Instants volés, matins ordinaires

Je le croise tous les matins, quand je traverse son village, peu avant huit heures. Toujours au même endroit, sur le même trottoir. Toujours chaussé de grandes bottes en caoutchouc ; sa ferme est juste à côté. Il est très grand, il doit approcher des deux mètres. Ou alors c’est le contraste. Dans sa main droite, chaque matin, deux cartables, un tout petit rose, et un moyen bleu. Au bout de sa main gauche, deux enfants, parfois souriants, parfois un peu endormis encore.

 

 

***

 

 

Le long de la route, un petit vieux tout racrapoté, tout rétréci par les années, avance doucement, béret sur la tête. Sur son visage, on peut lire son bonheur et sa fierté. Car dans chacune de ses mains, il tient celle d’un de ses petits-enfants, à peine plus petits que lui, oh, pour quelques mois à peine encore. A les voir, on ne sait pas bien qui tient, qui soutient qui.

 

 

***

 

 

La voiture démarre. Sur le seuil de sa porte, la femme au t-shirt rouge éclatant révélant son ventre rond plein de vie réchauffe ses épaules sous un cache-cœur noir. Son bras se lève, et sa main dessine un au revoir. Monsieur part pour sa journée de travail, accompagné d’un baiser confié au vent léger.

 

 

 

 


Mademoiselle Myosotis

Je suis arrivée cinq minutes à l’avance.

D’habitude, je suis toujours à la bourre.

 

Il m’arrive d’attendre plus de deux heures.

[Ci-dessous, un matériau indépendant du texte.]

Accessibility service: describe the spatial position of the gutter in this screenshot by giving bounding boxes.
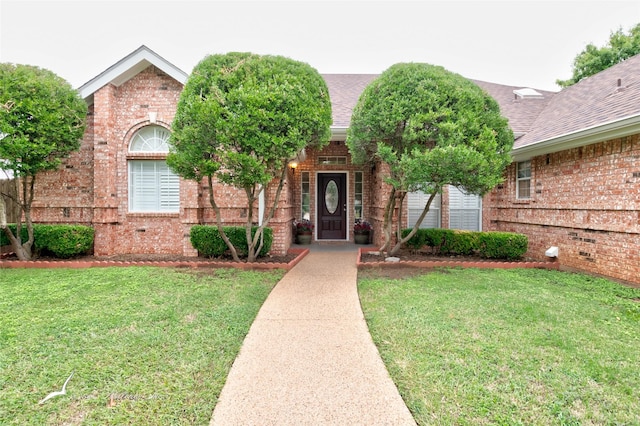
[511,114,640,162]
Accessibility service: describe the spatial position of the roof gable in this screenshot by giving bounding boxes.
[78,45,187,101]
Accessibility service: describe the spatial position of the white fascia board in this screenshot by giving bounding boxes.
[511,114,640,162]
[78,46,188,103]
[331,126,347,141]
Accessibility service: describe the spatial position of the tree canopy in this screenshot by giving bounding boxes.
[347,63,513,254]
[556,24,640,87]
[167,52,331,261]
[0,63,87,259]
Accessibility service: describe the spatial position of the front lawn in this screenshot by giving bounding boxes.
[359,269,640,425]
[0,267,283,425]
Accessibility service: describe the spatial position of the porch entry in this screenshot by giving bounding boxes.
[317,173,347,240]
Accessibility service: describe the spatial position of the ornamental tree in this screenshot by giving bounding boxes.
[167,53,331,262]
[347,63,513,255]
[0,63,87,260]
[556,24,640,88]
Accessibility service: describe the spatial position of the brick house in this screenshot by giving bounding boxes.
[27,46,640,281]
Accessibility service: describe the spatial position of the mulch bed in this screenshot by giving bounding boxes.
[0,249,308,269]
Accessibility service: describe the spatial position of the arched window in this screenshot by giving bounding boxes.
[127,126,180,213]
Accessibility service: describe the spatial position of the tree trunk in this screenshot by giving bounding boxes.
[0,176,36,260]
[380,187,396,254]
[389,191,438,255]
[247,167,287,262]
[207,176,240,262]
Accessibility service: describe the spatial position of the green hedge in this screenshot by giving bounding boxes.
[479,232,529,260]
[0,224,94,259]
[190,225,273,257]
[402,228,529,260]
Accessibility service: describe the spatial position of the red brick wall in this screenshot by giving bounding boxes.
[483,135,640,282]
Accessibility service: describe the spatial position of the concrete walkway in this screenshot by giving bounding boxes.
[211,246,415,425]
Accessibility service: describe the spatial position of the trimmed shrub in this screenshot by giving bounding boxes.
[190,225,273,257]
[33,225,95,259]
[441,231,480,256]
[0,224,95,259]
[478,232,529,260]
[402,228,529,260]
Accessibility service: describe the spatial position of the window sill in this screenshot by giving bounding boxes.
[512,198,533,204]
[127,212,180,217]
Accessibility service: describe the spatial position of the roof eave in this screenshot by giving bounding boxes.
[78,45,188,104]
[511,114,640,161]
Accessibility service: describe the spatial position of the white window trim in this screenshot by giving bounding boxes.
[516,160,531,200]
[127,125,180,214]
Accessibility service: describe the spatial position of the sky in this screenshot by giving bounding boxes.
[0,0,640,91]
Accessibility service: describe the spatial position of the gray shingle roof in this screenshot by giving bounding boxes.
[514,55,640,148]
[322,74,555,134]
[322,74,377,128]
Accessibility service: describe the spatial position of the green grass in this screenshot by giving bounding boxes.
[0,267,283,425]
[359,269,640,425]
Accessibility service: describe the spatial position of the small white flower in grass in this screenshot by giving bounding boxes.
[38,372,73,405]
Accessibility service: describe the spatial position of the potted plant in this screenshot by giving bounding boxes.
[353,220,373,244]
[293,219,313,244]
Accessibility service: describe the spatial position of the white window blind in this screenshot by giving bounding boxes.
[407,191,441,228]
[129,160,180,213]
[449,186,482,231]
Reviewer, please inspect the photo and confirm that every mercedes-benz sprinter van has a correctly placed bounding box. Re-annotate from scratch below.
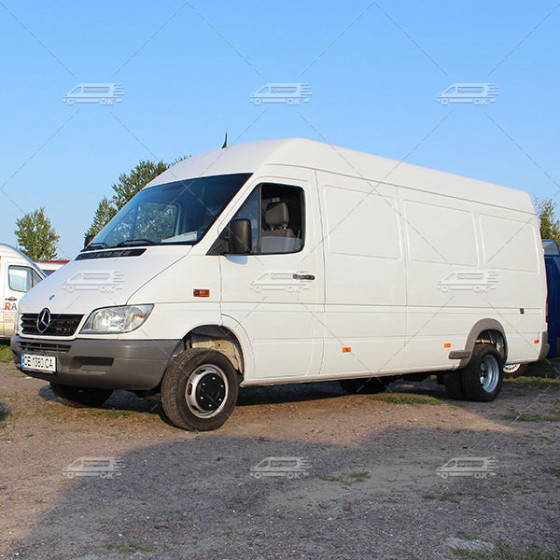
[12,139,548,430]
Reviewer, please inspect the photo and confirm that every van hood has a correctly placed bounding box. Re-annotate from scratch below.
[18,245,192,315]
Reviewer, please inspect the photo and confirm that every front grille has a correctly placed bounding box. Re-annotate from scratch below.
[21,313,83,336]
[20,340,70,354]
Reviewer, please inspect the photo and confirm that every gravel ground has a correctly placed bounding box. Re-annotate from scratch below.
[0,364,560,560]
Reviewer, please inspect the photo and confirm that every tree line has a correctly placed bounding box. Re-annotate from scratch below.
[15,167,560,261]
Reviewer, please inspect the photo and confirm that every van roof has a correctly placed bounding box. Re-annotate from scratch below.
[147,138,534,214]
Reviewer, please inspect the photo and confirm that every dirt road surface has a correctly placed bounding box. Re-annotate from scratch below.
[0,364,560,560]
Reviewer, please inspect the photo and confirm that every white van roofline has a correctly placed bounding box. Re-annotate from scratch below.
[146,138,534,215]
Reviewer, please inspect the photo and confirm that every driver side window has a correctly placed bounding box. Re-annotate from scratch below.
[233,183,305,255]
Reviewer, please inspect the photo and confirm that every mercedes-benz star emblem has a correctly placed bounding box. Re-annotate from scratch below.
[37,307,51,334]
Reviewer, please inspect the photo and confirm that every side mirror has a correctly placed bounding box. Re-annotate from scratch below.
[227,220,253,255]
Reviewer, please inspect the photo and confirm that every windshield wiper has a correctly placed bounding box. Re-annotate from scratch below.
[82,241,107,252]
[116,239,156,247]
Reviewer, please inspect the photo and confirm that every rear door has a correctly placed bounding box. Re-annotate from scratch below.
[220,170,324,380]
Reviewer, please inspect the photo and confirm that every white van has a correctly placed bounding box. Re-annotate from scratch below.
[0,243,45,338]
[12,139,548,430]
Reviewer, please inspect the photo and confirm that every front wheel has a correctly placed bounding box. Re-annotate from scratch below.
[161,348,239,432]
[51,382,113,408]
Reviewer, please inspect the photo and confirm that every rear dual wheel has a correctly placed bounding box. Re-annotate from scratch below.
[444,344,504,402]
[161,348,239,432]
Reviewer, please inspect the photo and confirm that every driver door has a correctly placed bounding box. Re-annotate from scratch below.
[220,172,325,381]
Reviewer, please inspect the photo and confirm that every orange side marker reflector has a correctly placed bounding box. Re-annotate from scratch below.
[193,290,210,297]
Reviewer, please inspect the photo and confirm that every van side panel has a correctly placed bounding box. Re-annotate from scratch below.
[318,173,406,376]
[400,189,546,371]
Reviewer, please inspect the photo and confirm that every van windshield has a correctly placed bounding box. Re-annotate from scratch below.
[85,173,251,250]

Elle était parfaitement à l’heure, elle aussi.

 

J’avais apporté tout mon dossier médical.

Le classeur est resté posé fermé sur le bureau, et elle a pris une feuille vierge pour écrire mon histoire.

 

J’ai à peine posé une fesse sur la chaise, je n’ai pas enlevé mon manteau tout de suite, prête à repartir au bout des quinze minutes réglementaires.

Deux heures plus tard, le soir tombait, et elle m’écoutait encore.

 

J’avais des résultats d’analyses en pagaille.

Elle m’a posé des questions à moi, pas à des chiffres.

 

J’ai bien compris que j’étais un numéro de sécu à soigner, au suivant.

Elle m’a considérée comme un être humain avec des failles, des casseroles non réglées.

 

Je reste toujours concentrée pour ne jamais déborder du sujet, surtout ne pas perdre de temps.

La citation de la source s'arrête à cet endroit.